For those of you who just follow my regular blog, this is the first of a series of “Field Notes” posts I’ll be writing, as part of my assessment for the Animal Behaviour course I’m doing (which is ace, by the way, and also, free!).
Setting the scene…
I live in South Hobart (SoHo to the locals), a bush-fringed suburb of Hobart, Tasmania’s capital, in Australia. For those of you unfamiliar with us, Tasmania is the little island off Australia’s south east, famed for the now endangered Tasmanian Devil, the great drinking feats of our cricketers, and more recently, our alleged cultural renaissance in the form of MONA.
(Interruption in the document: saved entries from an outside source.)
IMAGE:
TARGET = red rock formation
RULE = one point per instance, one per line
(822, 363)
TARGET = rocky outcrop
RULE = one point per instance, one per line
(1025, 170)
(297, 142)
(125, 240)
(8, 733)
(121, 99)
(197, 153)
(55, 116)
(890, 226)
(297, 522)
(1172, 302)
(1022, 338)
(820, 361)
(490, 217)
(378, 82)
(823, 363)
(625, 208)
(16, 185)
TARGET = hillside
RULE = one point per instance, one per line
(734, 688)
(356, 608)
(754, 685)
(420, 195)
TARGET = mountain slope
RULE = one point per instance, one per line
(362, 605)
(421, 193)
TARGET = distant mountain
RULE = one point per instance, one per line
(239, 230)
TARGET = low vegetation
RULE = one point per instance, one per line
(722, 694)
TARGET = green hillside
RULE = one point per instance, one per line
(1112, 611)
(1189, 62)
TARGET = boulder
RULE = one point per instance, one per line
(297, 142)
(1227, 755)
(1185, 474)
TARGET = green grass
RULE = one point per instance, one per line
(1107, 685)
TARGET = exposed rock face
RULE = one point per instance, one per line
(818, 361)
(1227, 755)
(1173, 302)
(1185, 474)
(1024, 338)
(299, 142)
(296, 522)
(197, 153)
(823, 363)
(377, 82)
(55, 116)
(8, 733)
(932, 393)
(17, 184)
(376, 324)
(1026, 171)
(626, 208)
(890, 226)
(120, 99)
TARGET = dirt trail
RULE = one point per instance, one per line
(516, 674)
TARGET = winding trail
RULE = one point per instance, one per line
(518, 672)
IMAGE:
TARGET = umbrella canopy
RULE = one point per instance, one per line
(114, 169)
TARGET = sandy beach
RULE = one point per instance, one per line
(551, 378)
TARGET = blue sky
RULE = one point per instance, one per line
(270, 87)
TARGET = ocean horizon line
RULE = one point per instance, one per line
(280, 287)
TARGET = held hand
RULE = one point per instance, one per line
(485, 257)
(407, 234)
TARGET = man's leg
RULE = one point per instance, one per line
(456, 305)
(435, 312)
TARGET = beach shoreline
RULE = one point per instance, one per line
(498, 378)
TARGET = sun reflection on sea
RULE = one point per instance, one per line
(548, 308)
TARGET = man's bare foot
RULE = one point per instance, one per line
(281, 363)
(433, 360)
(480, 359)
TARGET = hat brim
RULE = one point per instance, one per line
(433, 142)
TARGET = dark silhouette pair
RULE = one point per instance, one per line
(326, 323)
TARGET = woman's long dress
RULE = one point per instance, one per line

The forests which surround my suburb are variously dominated by a range of eucalypts; Eucalyptus viminalis, the white gums so beloved by many of our small foraging birds; stringy barks (Eucalpytus obliqua), a fire loving species common throughout the state; and silver peppermints (Eucalyptus tenuiramis), whose elegant pastel tones reflect the colours of the mudstone on which they grow. The understoreys of the areas dominated by the first two gums tend to be thick with a mix of local bracken fern, shrubs, and broad variety of introduced weedy species, like blackberry, tagasaste and english broom. The silver peppermint forests tend to grow on harder country – often mudstone thinly veiled with poor soils – this tends to exclude many of the weed species, and as such, generally supports a sparse array of hardy, sclerophyllous native shrubs.
I also live near the Hobart tip – it’s less that a kilometre as the corvid flies from my house, but hidden behind two forested ridges. The “waste transfer station” supplies ready forage for mixed, squalling flocks of gulls, ravens and/or currawongs. I’ll be taking a stroll down there later in the week to see exactly what it is they are scavenging from there.
There are three spooky-looking black birds common to this area, all of whom look more or less like they’d be a shoo-in for a bit part in an Edgar Allan Poe poem.
The most common are the forest ravens (Corvus tasmanicus) but we also have black as well as grey currawongs (Streptera fuliginosa and S. versicolor). I’ll discuss the individual species in further detail in later posts, and pick one as my focal species as my observations progress.